Ah oui, c'était ça mon sujet. Lorsque nous sortions ensemble E. et moi, nous étions à la fois étonnés et sans doute un peu effrayés par le besoin de rire des spectateurs de tout en n'importe quoi. Des rires très sonores, très appuyés. Des rires de connivence, les pires, celui des gens qui savent, et le rire bruyant de tous ceux qui se raccrochent au moindre trait d'esprit pour s'esclaffer, même lorsque l'humour est (ce n'est pas de moi) l'élégance du désespoir.
Je n'ai pas entendu rire pendant Elena's Aria mais je n'avais jamais vu autant de spectateurs fuir, bruyamment en sans respect pour les autres spectateurs, mais surtout pour les (magnifiques) danseuses, certains sans courage, profitant du départ des autres pour se lever, déranger toute une rangée et se retrouver dehors, libres enfin de revenir à leur condition méprisable (oui, ce n'est pas gentil, mais ces gens ont gâché en partie mon plaisir) et de se faire tremper, car à Paris, la pluie a été torrentielle.
Je m'interroge donc, et je vous livre cette réflexion, à vous qui passez ici et n'êtes probablement pas comme ça : c'est quoi cette histoire ? On a l'impression que pour beaucoup de gens, plus qu'avant, mon âge avancé me permet d'en témoigner, le plaisir se confond avec le fun. La découverte, l'étonnement, la remise en cause personnelle semblent étrangers à une partie de la population spectatrice, pas forcément majoritaire, mais qui, par son comportement hyper-actif (tu te rappelles cette pièce nordique avec Camille et une étendue d'eau, le bougeotement de plein de spectateurs ?) dérange tous les autres.

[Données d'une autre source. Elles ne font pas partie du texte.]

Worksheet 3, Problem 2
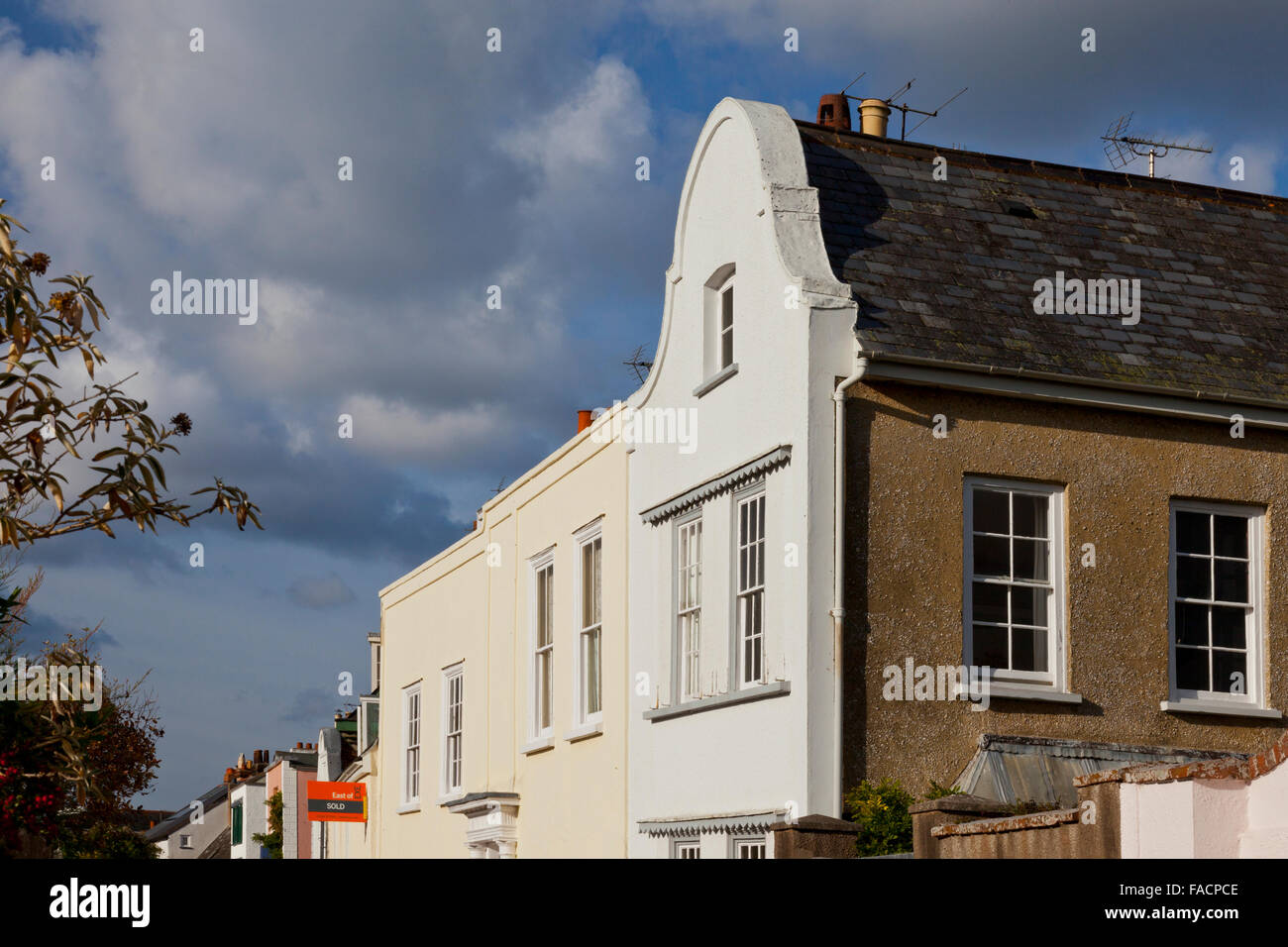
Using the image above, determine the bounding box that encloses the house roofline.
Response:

Cet après midi, les applaudissements nourris et prolongés de celles et ceux qui n'avaient pas fui la création, la nouveauté et éventuellement une certaine difficulté à accéder à l'art, à la fin de la représentation, ont fait chaud au coeur. Ma jolie petite voisine a applaudi, après avoir abondamment baillé. Il m'a semblé que c'était vraiment une bonne réaction.
Mais dehors, la pluie ne s'était pas abattue que sur les cons. Rentrer était un acte sportif.